TrueWatch Integration

Before using this collector, you must install the 'Integration Core Package' and its associated third-party dependency packages

This collector supports multi-threading by default (five threads are enabled by default). If you need to change the thread pool size, you can set the environment variable COLLECTOR_THREAD_POOL_SIZE

1. Configuration Structure

The configuration structure of this collector is as follows:

Field	Type	Required	Description
`targets`	list	Required	Configuration list for cloud monitoring collection objects Logical relationship between multiple configurations with the same namespace is 'AND'
`targets[#].namespace`	str	Required	The required cloud monitoring namespace to collect. For example: `'acs_ecs_dashboard'` Refer to appendix for the full table
`targets[#].metrics`	list	Required	List of cloud monitoring Metrics names to be collected Refer to appendix for the full table
`targets[#].metrics[#]`	str	Required	Metric name pattern, supporting `"NOT"` and wildcard matching In normal cases, logical relationship between multiple entries is 'OR' When including `"NOT"` marker, the logical relationship between multiple entries is 'AND'. See more details below

2. Configuration Example

Specifying Specific Metrics

Collect 2 metrics named CPUUtilization and concurrentConnections from ECS.

Python
collector_configs = {
    'targets': [
        {
            'namespace': 'acs_ecs_dashboard',
            'metrics'  : ['CPUUtilization', 'concurrentConnections'],
        },
    ],
}

Wildcard Matching Metrics

Metric names can use * wildcard for matching.

In this example, the following metrics will be collected:

Metrics named CPUUtilization
Metrics starting with CPU
Metrics ending with Connections
Metrics containing Conn

Python
collector_configs = {
    'targets': [
        {
            'namespace': 'acs_ecs_dashboard',
            'metrics'  : ['CPUUtilization', 'CPU*', '*Connections', '*Conn*'],
        },
    ],
}

Excluding Some Metrics

Adding "NOT" at the beginning indicates that the subsequent metrics should be excluded.

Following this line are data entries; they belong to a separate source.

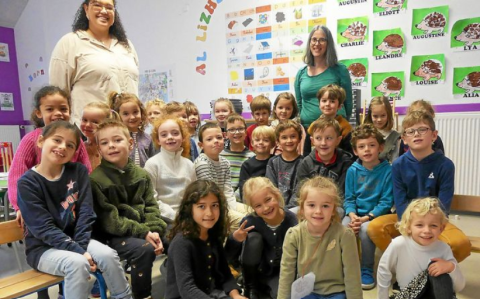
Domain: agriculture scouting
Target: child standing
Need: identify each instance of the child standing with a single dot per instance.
(197, 264)
(262, 234)
(128, 215)
(418, 253)
(171, 170)
(93, 114)
(56, 201)
(261, 108)
(368, 193)
(381, 116)
(320, 244)
(282, 169)
(134, 116)
(263, 141)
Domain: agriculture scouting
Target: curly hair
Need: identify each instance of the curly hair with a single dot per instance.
(183, 131)
(184, 222)
(80, 22)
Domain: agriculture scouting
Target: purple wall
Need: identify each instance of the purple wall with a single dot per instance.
(9, 82)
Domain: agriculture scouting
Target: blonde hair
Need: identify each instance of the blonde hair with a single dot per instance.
(255, 184)
(420, 207)
(327, 187)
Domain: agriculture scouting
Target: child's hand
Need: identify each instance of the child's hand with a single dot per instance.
(440, 266)
(241, 233)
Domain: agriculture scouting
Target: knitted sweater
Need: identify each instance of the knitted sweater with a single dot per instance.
(28, 154)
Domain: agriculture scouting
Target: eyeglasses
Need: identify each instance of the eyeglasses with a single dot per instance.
(315, 40)
(235, 130)
(97, 6)
(411, 132)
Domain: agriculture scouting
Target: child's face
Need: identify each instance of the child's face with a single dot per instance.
(318, 209)
(114, 146)
(284, 109)
(261, 117)
(425, 229)
(325, 142)
(417, 141)
(170, 136)
(206, 212)
(153, 112)
(265, 205)
(92, 117)
(52, 108)
(236, 132)
(261, 144)
(379, 116)
(288, 140)
(368, 151)
(59, 147)
(222, 111)
(329, 107)
(131, 115)
(212, 143)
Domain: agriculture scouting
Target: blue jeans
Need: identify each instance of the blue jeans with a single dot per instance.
(340, 295)
(76, 270)
(368, 247)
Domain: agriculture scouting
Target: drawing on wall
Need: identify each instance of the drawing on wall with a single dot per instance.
(430, 22)
(427, 69)
(4, 54)
(466, 35)
(466, 82)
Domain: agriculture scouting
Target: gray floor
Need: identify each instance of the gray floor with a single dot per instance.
(468, 223)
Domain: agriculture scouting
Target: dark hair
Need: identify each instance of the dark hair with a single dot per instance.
(61, 124)
(81, 23)
(37, 101)
(330, 54)
(184, 222)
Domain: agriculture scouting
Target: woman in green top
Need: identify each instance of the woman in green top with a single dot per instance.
(322, 69)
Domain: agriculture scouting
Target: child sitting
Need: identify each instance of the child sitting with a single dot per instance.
(128, 215)
(368, 193)
(423, 265)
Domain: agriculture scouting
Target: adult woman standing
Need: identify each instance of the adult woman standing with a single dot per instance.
(322, 69)
(96, 58)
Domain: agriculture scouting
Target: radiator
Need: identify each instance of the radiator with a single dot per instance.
(460, 134)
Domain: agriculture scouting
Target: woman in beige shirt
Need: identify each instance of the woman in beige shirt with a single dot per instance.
(96, 58)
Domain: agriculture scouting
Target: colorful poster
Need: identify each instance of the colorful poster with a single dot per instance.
(466, 35)
(389, 7)
(466, 82)
(352, 32)
(430, 22)
(388, 44)
(358, 70)
(390, 85)
(428, 69)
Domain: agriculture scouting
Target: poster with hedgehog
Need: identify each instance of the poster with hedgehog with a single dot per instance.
(388, 44)
(390, 85)
(383, 8)
(358, 70)
(427, 70)
(466, 35)
(466, 82)
(430, 22)
(352, 32)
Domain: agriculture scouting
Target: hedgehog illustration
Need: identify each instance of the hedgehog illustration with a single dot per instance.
(390, 86)
(357, 72)
(431, 68)
(391, 43)
(433, 22)
(470, 34)
(471, 82)
(355, 31)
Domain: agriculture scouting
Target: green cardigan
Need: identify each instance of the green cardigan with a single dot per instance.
(124, 201)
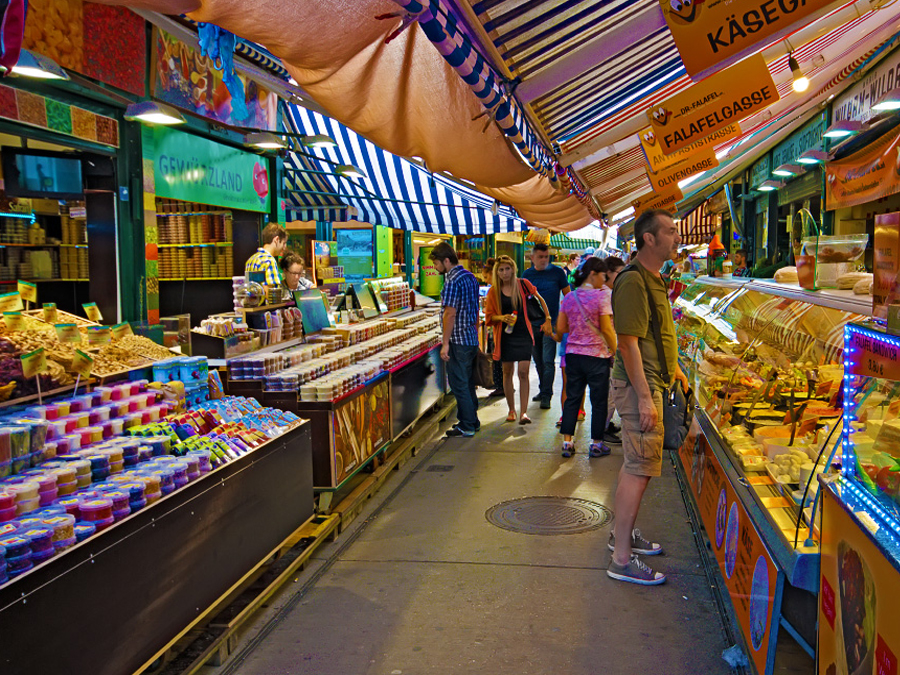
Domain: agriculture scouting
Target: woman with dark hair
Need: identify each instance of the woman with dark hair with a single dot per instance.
(586, 315)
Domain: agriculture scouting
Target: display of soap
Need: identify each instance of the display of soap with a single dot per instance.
(71, 496)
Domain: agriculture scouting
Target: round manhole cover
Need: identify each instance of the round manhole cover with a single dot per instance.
(549, 515)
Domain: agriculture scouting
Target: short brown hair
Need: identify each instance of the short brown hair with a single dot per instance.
(648, 223)
(271, 232)
(444, 251)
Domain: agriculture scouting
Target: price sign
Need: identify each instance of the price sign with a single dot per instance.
(98, 335)
(34, 363)
(27, 290)
(14, 320)
(11, 302)
(120, 330)
(82, 363)
(92, 312)
(67, 332)
(50, 313)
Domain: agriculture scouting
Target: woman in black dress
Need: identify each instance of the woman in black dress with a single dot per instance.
(513, 336)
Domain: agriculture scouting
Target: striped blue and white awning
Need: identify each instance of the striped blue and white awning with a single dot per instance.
(396, 192)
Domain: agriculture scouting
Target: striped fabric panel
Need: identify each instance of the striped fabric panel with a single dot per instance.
(398, 193)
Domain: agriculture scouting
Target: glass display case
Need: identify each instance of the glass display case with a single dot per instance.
(766, 364)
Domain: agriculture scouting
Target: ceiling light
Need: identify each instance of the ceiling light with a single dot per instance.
(801, 82)
(788, 170)
(349, 171)
(843, 128)
(813, 157)
(31, 64)
(153, 112)
(318, 141)
(888, 101)
(264, 140)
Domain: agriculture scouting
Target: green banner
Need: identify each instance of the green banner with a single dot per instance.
(193, 169)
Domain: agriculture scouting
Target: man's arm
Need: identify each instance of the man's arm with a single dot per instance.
(634, 366)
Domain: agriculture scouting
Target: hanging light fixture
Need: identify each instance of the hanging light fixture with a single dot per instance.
(801, 82)
(152, 112)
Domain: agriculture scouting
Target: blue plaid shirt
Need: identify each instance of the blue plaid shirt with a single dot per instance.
(461, 292)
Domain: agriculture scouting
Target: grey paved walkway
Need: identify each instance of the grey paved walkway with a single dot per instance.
(427, 585)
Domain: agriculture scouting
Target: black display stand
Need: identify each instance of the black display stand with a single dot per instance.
(109, 605)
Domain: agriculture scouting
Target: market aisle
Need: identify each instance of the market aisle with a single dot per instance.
(429, 586)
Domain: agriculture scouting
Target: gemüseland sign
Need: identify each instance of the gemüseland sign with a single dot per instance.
(711, 32)
(193, 169)
(718, 101)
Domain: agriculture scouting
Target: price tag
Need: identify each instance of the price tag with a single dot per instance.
(11, 302)
(27, 290)
(34, 363)
(14, 320)
(50, 314)
(120, 330)
(92, 312)
(98, 335)
(67, 332)
(82, 363)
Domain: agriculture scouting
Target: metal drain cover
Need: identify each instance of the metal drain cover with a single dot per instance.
(548, 515)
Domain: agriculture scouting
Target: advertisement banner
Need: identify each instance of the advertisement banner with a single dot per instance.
(707, 33)
(691, 166)
(659, 161)
(858, 628)
(868, 175)
(744, 562)
(716, 102)
(193, 169)
(658, 200)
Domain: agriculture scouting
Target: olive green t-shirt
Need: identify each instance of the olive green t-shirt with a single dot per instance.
(631, 316)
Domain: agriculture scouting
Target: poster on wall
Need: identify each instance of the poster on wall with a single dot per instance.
(858, 628)
(105, 43)
(185, 78)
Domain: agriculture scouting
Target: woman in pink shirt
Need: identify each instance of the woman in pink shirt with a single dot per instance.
(586, 315)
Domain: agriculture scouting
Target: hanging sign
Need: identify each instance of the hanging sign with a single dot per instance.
(27, 290)
(708, 33)
(868, 175)
(658, 161)
(664, 180)
(14, 321)
(34, 363)
(81, 364)
(67, 332)
(716, 102)
(11, 302)
(658, 200)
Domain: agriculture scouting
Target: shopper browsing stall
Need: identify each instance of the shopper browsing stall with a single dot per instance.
(514, 335)
(265, 260)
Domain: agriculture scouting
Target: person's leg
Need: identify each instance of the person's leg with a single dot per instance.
(524, 368)
(509, 389)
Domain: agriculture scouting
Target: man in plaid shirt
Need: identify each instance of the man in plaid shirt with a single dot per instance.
(460, 336)
(274, 243)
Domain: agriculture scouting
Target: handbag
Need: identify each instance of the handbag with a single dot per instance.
(533, 308)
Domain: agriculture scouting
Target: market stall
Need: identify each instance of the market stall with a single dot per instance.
(766, 364)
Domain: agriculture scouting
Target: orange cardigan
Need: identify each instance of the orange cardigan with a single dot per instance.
(491, 309)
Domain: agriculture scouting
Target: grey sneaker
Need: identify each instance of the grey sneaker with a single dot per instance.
(638, 544)
(635, 572)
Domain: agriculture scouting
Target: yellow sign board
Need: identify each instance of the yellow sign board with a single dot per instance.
(710, 32)
(658, 161)
(657, 200)
(27, 290)
(92, 312)
(716, 102)
(664, 180)
(34, 363)
(11, 302)
(82, 363)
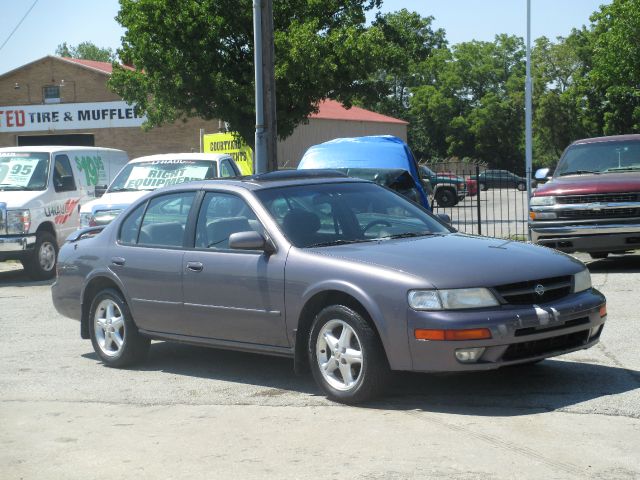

In this example, the following metrics will not be collected:

Metrics named CPUUtilization
Metrics starting with CPU
Metrics ending with Connections
Metrics containing Conn

Python
collector_configs = {
    'targets': [
        {
            'namespace': 'acs_ecs_dashboard',
            'metrics'  : ['NOT', 'CPUUtilization', 'CPU*', '*Connections', '*Conn*'],
        },
    ],
}

Multiple Filtering to Specify Desired Metrics

The same namespace can be specified multiple times, filtering by metric names in order from top to bottom.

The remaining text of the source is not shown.